I look through his phone but there are so many fucking Amys in here: Amy Toronto and Amy Chubby and Amy Bad Nose and Amy Tits and Amy Ass.
“Who came first?” I ask. “Amy Tits or Amy Ass?”
“Dude,” he says. “You try meeting this many people. You have no idea what it is to be in my position.”
“No,” I say. “But I guess Amy Gym and Amy Chateau and Amy Marmont and Amy Blowjob know about positions.”
“Stop it,” he says. “Don’t act like there’s anyone in there that didn’t wanna be in there.”
“Even Amy Fat Ass?”
“Especially Amy Fat Ass,” he says. “Stop it. Come on.”
“Tell me,” I say. “Did Amy Blowjob get on her knees before or after you put her name in your phone?”
“I have four women writers on my staff,” he boasts. “And I only banged two of ’em.”
I look at his phone. “Which one did you bang? Amy Fish Lips or Amy Sponsor?”
“That’s private,” he snaps. “Neither. Fuck. Stop it. Seriously.”
But there are so many more. “Does Amy Sponsor One know about Amy Sponsor Two?”
“Kid,” he says. “You quit now, you get paid. You fuck around, you don’t.”
“Who gives better head, Amy Sponsor One or Amy Sponsor Two?”
“That’s an AA thing,” he barks. “I was in that for a while, and that’s that.”
“But I guess that’s not how you met Amy Grey Goose and Amy Tequila.”
I laugh but he struggles. “Dude,” he says. “I don’t lie to these girls. I’m not the bad guy. This is fucking beat, kid. You gotta stop.”
“Did you meet Amy Bellagio after you boarded Amy American Airlines or before?”
“Fuck off,” he snaps. “I’m serious. Cut. Stop. Enough.”
“Oh, come on,” I say. “This isn’t your show, Henderson. Do you not get that by now?”
Frankie Valli continues to croon in the background, lecturing adolescent men about their juvenile posture. Henderson meanwhile screams and I search for Amy Blueberries. She lives here too, and I never felt so betrayed. My girlfriend, his phone. She looks foul here, lumped between Amy Blue Balls and Amy Bradley Whitford Party. I want to kill her. I want to kill Henderson. I dial Amy Blueberries and it brings me to a familiar recording. This phone’s not in service anymore; fucking Amy.
Henderson howls, red and enraged.
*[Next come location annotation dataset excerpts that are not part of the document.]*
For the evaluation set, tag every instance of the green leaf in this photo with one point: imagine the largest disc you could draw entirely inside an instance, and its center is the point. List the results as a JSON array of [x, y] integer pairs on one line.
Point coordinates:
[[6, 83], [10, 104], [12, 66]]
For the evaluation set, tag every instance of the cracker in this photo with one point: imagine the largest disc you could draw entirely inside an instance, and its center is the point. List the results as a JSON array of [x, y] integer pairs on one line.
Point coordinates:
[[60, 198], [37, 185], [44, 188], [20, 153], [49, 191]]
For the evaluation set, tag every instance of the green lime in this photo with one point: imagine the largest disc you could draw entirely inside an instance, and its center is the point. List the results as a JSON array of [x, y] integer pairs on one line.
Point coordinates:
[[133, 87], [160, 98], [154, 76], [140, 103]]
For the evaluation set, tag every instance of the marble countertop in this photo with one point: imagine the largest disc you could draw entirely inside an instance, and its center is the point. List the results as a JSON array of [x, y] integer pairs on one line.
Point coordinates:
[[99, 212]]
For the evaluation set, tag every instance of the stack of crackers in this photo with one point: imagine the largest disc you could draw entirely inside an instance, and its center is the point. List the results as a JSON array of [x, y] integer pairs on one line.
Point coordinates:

He wants out of his shackles. Five seconds ago he was talking to me about getting paid and you really can’t trust anyone here. No wonder Amy thought she’d feel at home.
I search his phone for communications with Amy Blueberries. I feel like I’m going to get diseases just from looking at these texts and I am so disgusted with him, his abuse of power. I bet Jack Nicholson never did anything like this and I bet Paul Newman never asked women to come over bring two other chicks I want to watch you eat each other out. All his requests are honored. The girls come over. They bring other girls. It’s all horrifying and pornographic and he is one of America’s favorite men and this isn’t Bill Clinton falling for an intern and this isn’t Hugh Grant bumbling with a tranny on Hollywood Boulevard. This is revolting. He doesn’t delete any of the messages and the girls are always writing to him gushing about his dick—it’s HUGE and HOT—even though he ignores them once he gets into their pants. He is a loveless narcissist and only interested in the new. Just like on his show, the way he makes fun of our nostalgic fucking culture and brings on one soulless noisy band after another, all of them disposable. Then he gets home and rocks out to the Jersey Boys soundtrack and obsesses over pictures of his ex-fucking-wife. It’s the easiest thing I’ve ever done, honoring his request for water. I turn off my music.